Allez en Auvergne : sur dix hommes du peuple, ville et campagne, vous n’en trouverez pas deux qui, entre eux, parlent le vrai français, qu’ils connaissent cependant, surtout depuis que l’instruction est obligatoire. Si vous écoutez des Auvergnats habitant Paris, même depuis longtemps, vous les entendrez jargonner. Il en est de même en Picardie, en Flandre, en Bretagne, en Gascogne, dans le pays basque, en Provence…

Et cela n’est pas spécial aux hommes du peuple. J’ai habité la Picardie, et j’ai presque toujours entendu les patrons d’usine, les grands agriculteurs, les marchands, les médecins, les curés, picarder avec leurs employés, ouvriers, clients, etc.

Et cette manie de patoiser ne se cantonne pas dans les provinces à patois.
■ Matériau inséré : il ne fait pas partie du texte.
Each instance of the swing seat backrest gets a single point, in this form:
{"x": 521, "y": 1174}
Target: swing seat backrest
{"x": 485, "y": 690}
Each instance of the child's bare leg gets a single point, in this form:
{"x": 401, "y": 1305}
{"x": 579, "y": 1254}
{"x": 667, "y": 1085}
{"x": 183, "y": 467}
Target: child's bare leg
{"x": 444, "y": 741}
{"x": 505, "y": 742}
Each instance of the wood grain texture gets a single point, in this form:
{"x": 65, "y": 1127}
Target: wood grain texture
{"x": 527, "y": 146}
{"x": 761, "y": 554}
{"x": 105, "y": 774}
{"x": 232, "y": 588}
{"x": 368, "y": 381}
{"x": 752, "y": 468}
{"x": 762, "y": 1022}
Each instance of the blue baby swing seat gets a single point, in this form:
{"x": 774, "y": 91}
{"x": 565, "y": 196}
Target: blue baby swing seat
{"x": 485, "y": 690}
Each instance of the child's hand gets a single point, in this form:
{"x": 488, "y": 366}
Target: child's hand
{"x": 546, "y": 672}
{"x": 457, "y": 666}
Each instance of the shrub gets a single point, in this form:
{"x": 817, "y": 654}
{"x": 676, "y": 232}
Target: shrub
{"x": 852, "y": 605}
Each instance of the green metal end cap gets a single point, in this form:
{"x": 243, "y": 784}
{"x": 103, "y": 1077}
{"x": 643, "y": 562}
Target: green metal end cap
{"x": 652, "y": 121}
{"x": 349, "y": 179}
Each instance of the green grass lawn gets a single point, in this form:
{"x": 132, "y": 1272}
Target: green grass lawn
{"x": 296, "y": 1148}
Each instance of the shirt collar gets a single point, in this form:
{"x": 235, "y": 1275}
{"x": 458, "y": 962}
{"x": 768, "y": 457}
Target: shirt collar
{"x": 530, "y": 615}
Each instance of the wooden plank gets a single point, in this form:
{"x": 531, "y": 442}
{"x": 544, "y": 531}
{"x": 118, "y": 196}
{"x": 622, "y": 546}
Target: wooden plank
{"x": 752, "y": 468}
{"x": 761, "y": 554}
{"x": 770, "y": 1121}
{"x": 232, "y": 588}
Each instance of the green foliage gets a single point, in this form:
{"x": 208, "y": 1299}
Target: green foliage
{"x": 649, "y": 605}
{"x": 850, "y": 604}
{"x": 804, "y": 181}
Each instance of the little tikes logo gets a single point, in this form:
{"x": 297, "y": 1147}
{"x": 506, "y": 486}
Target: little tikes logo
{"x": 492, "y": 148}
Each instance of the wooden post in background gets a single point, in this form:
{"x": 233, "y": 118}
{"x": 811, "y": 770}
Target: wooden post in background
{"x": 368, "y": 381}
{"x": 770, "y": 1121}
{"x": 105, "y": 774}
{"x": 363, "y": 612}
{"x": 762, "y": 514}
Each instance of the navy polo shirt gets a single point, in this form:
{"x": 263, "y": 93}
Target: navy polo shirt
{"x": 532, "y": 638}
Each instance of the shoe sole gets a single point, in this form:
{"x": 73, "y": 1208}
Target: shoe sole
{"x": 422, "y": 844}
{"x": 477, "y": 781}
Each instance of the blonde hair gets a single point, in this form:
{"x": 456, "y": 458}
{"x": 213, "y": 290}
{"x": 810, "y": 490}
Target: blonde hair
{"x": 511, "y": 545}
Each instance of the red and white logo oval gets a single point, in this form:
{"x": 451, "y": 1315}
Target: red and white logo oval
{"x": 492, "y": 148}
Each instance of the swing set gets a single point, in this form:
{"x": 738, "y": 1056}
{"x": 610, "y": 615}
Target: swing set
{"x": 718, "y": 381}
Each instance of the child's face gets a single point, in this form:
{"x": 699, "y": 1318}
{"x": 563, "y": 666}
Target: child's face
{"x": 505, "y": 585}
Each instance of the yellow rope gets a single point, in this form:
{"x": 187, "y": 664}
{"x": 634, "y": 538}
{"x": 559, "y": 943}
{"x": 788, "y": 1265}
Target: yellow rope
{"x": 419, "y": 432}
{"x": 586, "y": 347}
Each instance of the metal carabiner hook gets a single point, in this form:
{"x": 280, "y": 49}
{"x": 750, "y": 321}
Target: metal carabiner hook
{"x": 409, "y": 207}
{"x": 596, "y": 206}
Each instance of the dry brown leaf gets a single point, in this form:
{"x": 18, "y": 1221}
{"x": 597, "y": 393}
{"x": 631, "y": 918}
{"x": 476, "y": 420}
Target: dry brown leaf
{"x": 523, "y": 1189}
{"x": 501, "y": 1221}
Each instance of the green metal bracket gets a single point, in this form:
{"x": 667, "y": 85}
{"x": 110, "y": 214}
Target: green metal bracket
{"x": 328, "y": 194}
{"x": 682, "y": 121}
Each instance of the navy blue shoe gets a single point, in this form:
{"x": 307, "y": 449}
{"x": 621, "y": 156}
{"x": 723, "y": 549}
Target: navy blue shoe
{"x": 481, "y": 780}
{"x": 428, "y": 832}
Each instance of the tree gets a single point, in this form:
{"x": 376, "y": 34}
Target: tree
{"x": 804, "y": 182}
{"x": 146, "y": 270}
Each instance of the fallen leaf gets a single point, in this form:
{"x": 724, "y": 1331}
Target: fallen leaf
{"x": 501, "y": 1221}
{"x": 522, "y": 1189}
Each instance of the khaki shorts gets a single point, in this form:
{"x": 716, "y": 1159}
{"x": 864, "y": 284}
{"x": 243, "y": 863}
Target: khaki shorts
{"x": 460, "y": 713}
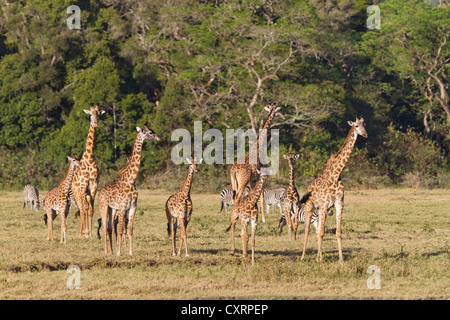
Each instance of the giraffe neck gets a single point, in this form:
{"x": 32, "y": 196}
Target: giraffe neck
{"x": 89, "y": 147}
{"x": 262, "y": 136}
{"x": 129, "y": 173}
{"x": 340, "y": 159}
{"x": 291, "y": 177}
{"x": 186, "y": 185}
{"x": 67, "y": 181}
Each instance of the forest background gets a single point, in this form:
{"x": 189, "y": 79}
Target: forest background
{"x": 169, "y": 63}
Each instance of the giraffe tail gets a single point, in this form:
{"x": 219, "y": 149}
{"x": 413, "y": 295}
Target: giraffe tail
{"x": 305, "y": 197}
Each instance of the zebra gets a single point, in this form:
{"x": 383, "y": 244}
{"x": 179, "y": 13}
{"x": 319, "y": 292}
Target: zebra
{"x": 301, "y": 217}
{"x": 273, "y": 197}
{"x": 227, "y": 197}
{"x": 31, "y": 195}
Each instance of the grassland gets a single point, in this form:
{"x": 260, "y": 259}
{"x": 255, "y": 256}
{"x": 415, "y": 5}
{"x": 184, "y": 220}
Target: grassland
{"x": 405, "y": 232}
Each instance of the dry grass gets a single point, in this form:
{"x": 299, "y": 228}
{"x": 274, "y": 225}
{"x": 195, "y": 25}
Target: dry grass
{"x": 405, "y": 232}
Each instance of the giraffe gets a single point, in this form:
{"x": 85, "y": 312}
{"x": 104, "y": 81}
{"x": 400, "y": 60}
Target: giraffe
{"x": 328, "y": 190}
{"x": 247, "y": 211}
{"x": 290, "y": 201}
{"x": 120, "y": 195}
{"x": 179, "y": 208}
{"x": 56, "y": 201}
{"x": 85, "y": 179}
{"x": 243, "y": 173}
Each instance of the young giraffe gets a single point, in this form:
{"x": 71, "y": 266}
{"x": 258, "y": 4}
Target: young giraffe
{"x": 328, "y": 190}
{"x": 56, "y": 201}
{"x": 179, "y": 208}
{"x": 243, "y": 173}
{"x": 120, "y": 195}
{"x": 247, "y": 211}
{"x": 85, "y": 179}
{"x": 290, "y": 201}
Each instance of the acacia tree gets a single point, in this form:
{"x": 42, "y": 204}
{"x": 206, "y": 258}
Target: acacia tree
{"x": 233, "y": 58}
{"x": 413, "y": 43}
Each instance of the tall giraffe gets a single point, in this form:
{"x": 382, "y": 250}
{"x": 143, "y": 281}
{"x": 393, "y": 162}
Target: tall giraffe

Est-ce qu’à Paris et ailleurs des jeunes gens et même des hommes plus âgés n’aiment pas à se servir de l’argot ?

On connaît cette charge linguistique publiée par une revue : l’image représente une fillette qui sanglote et deux villageoises, et au bas on lit cette légende : Kakalakakrialakalachu.

Quel est cet idiome ? Est-ce du chinois ou du malgache ? Sommes-nous chez les Hurons ou au Kamchatka ? Non ; la scène se passe à 20 lieues de Paris, en pleine Beauce ; et pour le lecteur qui n’aurait pas l’avantage de comprendre le beauceron, voici la traduction de la légende : Qu’est-ce qu’elle a qu’elle crie ? — Réponse : Elle a qu’elle est tombée.

Je me garderai bien d’essayer d’expliquer cette manie, cette rage de patoiser et de jargonner. Je me borne à constater l’existence de ce phénomène et j’en tire la conclusion suivante :

Si votre sabir perfectionné devenait, comme vous y comptez, universel et obligatoirement enseigné partout, il s’implanterait très vite dans les provinces où il n’y a pas encore de patois. Les jeunes gens d’abord, puis tous les hommes du peuple, ville et campagne, se jetteraient sur cette nouveauté, si facile à acquérir.